BAM! The Behance Artistic Media Dataset for Recognition Beyond Photography
This dataset addresses the problem of limited machine recognition capabilities for non-photographic artwork, primarily for researchers in computer vision and AI, but it is incremental as it builds on existing data collection efforts.
The authors tackled the challenge of recognizing and categorizing artistic images that differ from everyday photography by creating the Behance Artistic Media dataset, which includes large-scale annotated artwork with baseline experiments showing its value for style prediction, object classifier improvement, and domain adaptation.
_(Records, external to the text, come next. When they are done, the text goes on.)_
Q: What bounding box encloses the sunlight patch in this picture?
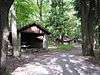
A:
[69,59,81,63]
[49,57,58,63]
[68,55,75,58]
[12,64,50,75]
[47,64,63,74]
[62,59,67,62]
[67,68,73,73]
[65,64,69,67]
[60,54,67,57]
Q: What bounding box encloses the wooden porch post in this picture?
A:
[18,32,21,55]
[43,34,48,50]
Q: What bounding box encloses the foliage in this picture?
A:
[16,0,36,28]
[48,0,67,37]
[16,0,50,28]
[46,0,81,38]
[74,0,81,18]
[16,0,81,38]
[57,44,74,52]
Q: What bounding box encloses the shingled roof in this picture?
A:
[18,23,51,35]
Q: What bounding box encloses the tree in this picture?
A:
[96,0,100,46]
[96,0,100,22]
[9,3,19,56]
[74,0,97,56]
[16,0,36,27]
[37,0,43,22]
[47,0,80,42]
[16,0,50,28]
[49,0,67,38]
[0,0,14,72]
[15,0,81,44]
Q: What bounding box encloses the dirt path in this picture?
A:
[67,43,82,55]
[6,44,100,75]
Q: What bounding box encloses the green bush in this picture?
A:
[57,44,74,52]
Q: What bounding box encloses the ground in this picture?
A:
[6,44,100,75]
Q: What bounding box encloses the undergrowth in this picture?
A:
[0,66,11,75]
[57,44,74,52]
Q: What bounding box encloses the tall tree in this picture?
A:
[95,0,100,47]
[49,0,66,38]
[0,0,14,70]
[9,3,19,56]
[37,0,43,22]
[75,0,97,56]
[48,0,80,40]
[96,0,100,22]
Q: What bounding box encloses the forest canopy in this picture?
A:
[16,0,81,38]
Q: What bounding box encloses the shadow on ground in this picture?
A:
[11,52,100,75]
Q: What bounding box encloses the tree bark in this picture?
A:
[81,0,95,56]
[9,3,19,57]
[0,0,14,70]
[0,11,3,68]
[0,7,10,67]
[37,0,43,22]
[96,0,100,20]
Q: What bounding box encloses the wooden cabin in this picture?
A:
[18,23,51,50]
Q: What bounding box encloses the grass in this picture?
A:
[4,71,11,75]
[56,44,74,52]
[0,67,11,75]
Computer vision systems are designed to work well within the context of everyday photography. However, artists often render the world around them in ways that do not resemble photographs. Artwork produced by people is not constrained to mimic the physical world, making it more challenging for machines to recognize. This work is a step toward teaching machines how to categorize images in ways that are valuable to humans. First, we collect a large-scale dataset of contemporary artwork from Behance, a website containing millions of portfolios from professional and commercial artists. We annotate Behance imagery with rich attribute labels for content, emotions, and artistic media. Furthermore, we carry out baseline experiments to show the value of this dataset for artistic style prediction, for improving the generality of existing object classifiers, and for the study of visual domain adaptation. We believe our Behance Artistic Media dataset will be a good starting point for researchers wishing to study artistic imagery and relevant problems.